The 30-year-old environment crusader has designed his special catamaran with a hull made of frames filled with 12,000 plastic bottles. The cabin and bulkheads of Plastiki have also been constructed out of a special recycled material called srPET, made of webs of plastic.

'The plastic water bottle epitomises everything about this throwaway, disposable society,' said de Rothschild, who trained to be a showjumper in England and who has trekked to both the north and south poles. However, he added that he was not aiming to demonise plastic, but was trying to highlight its alternative uses, as well as focusing global attention on the dangers posed to the ecology in regions such as the Great Pacific Garbage Patch.
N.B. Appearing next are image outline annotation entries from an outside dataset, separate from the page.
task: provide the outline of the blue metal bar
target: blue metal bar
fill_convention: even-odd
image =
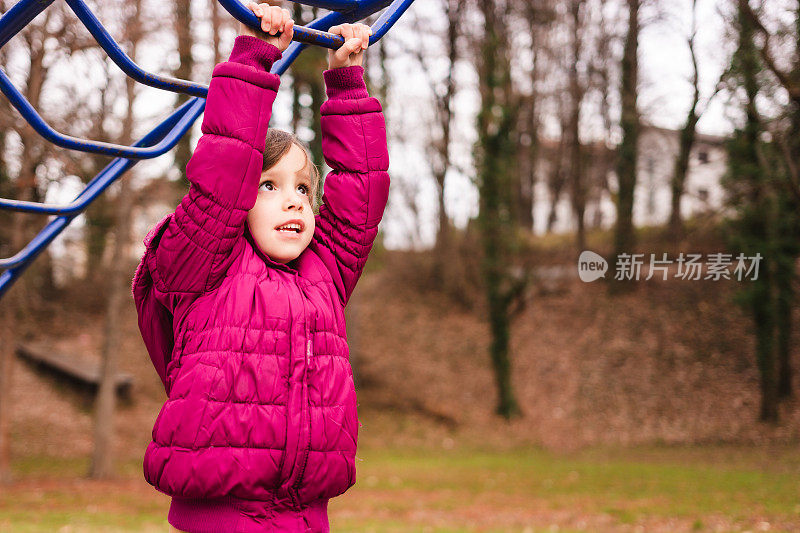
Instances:
[[[156,126],[155,129],[153,129],[153,132],[157,132],[158,138],[161,139],[158,144],[161,145],[168,143],[167,150],[172,149],[172,147],[178,143],[180,138],[183,137],[184,133],[191,128],[197,117],[202,114],[203,110],[205,109],[205,105],[206,102],[204,99],[192,98],[176,109],[175,112],[173,112],[163,122]],[[148,137],[144,137],[142,141],[136,143],[136,146],[147,146],[149,142],[146,141],[148,141],[150,138],[152,138],[152,135],[148,134]],[[111,164],[113,164],[113,162]],[[111,164],[109,164],[109,166]],[[83,209],[97,197],[96,193],[102,190],[98,190],[98,187],[102,186],[105,188],[105,185],[102,185],[102,180],[100,179],[103,175],[103,172],[95,176],[95,178],[86,185],[86,188],[83,190],[83,192],[81,192],[81,194],[79,194],[75,200],[68,204],[42,204],[39,202],[25,202],[22,200],[8,200],[5,198],[0,198],[0,209],[41,213],[47,215],[70,215],[74,213],[80,214],[80,212],[83,211]],[[3,260],[0,259],[0,268],[2,266]]]
[[[199,83],[178,80],[168,76],[151,74],[134,63],[106,32],[100,21],[89,10],[83,0],[65,0],[77,17],[83,22],[109,57],[130,78],[151,87],[194,96],[176,109],[167,119],[140,139],[133,147],[110,143],[86,141],[63,135],[39,116],[25,97],[14,87],[11,80],[0,71],[0,90],[9,101],[45,139],[64,148],[90,153],[116,156],[86,188],[70,203],[45,205],[37,202],[0,199],[0,209],[57,215],[45,226],[25,248],[9,258],[0,258],[0,298],[31,262],[55,239],[69,223],[94,201],[106,188],[140,159],[157,157],[170,150],[191,128],[205,109],[204,98],[208,87]],[[258,28],[260,21],[239,0],[218,0],[240,22]],[[272,72],[282,74],[297,55],[308,45],[315,44],[326,48],[338,48],[344,43],[339,35],[326,32],[331,26],[362,20],[391,4],[373,24],[370,44],[378,41],[402,16],[414,0],[298,0],[298,3],[314,7],[332,9],[331,13],[313,21],[307,27],[294,28],[293,42],[283,53],[280,61],[272,67]],[[31,20],[46,9],[53,0],[20,0],[0,17],[0,47]]]
[[[202,114],[205,109],[205,100],[193,98],[184,105],[175,110],[161,124],[156,126],[150,133],[142,137],[136,143],[136,146],[147,146],[149,144],[160,142],[165,135],[169,135],[176,127],[185,127],[184,131],[188,129],[194,120]],[[182,125],[182,126],[181,126]],[[176,137],[175,141],[180,138]],[[22,274],[22,272],[36,259],[36,257],[55,239],[69,223],[77,217],[80,212],[89,203],[91,203],[97,196],[99,196],[109,185],[114,183],[126,170],[138,163],[136,159],[117,158],[109,163],[81,192],[75,203],[80,203],[80,209],[72,207],[73,204],[66,206],[64,210],[66,214],[58,216],[51,220],[47,226],[28,243],[28,245],[20,250],[13,257],[0,259],[0,269],[6,269],[0,273],[0,298],[11,287],[11,284]]]
[[[16,87],[11,84],[8,76],[0,70],[0,91],[6,95],[11,105],[28,121],[28,123],[36,130],[39,135],[46,140],[70,150],[78,150],[81,152],[89,152],[93,154],[104,154],[116,157],[131,157],[135,159],[151,159],[158,157],[161,154],[169,151],[174,143],[172,137],[165,139],[155,146],[146,148],[120,146],[117,144],[105,143],[100,141],[86,141],[70,135],[64,135],[51,128],[36,110],[31,106],[30,102],[20,93]],[[172,143],[172,144],[171,144]]]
When it is ready, the Plastiki will carry de Rothschild and a crew of six on a 10,500-mile journey from San Francisco to Hawaii, Midway Island, Bikini Atoll, Vanuatu and, finally, Sydney. There will be no accompanying craft, but the Plastiki will be met by a support team at each landfall.

The destinations for the craft's great voyage have been selected to highlight a variety of environmental threats, including overfishing and climate change. However, the most important part of Plastiki's route will be its voyage round the Great Pacific Garbage Patch in the Pacific, where it will focus global awareness on the issue of marine debris and pollution.

Fish and seabirds mistake plastic for food and choke to death. At the same time, plastics absorb pollutants including PCBs (polychlorinated biphenyls) and pesticides, bringing poisons into the food chain.

In one study of plastic pollution in the Pacific, scientists found that populations of albatrosses in the north-west Hawaiian islands, a national marine sanctuary, have been devastated by plastic from the garbage patch. 'Their body cavities are full of huge chunks of many types of plastics, from toothbrushes to bottle caps to needles and syringes,' said Myra Finkelstein, an environmental toxicologist based at University of California, Santa Cruz. 'They can't get them up. They can't get them out. It's heartbreaking.'

de Rothschild insists his project is seeking not just to show up the planet's ecological woes but, through the design and construction of Plastiki, he will also be highlighting how disposable plastics can be used in a constructive way.

'I want the Plastiki to make a statement that it's our lack of reuse, uses and disposal that it is at fault, not the material itself,' he said.

David de Rothschild regularly appears in Tatler's list of Britain's most eligible bachelors. He is also known as one of the country's leading 'eco-toffs', those young men and women who use their inherited wealth to promote environmental causes.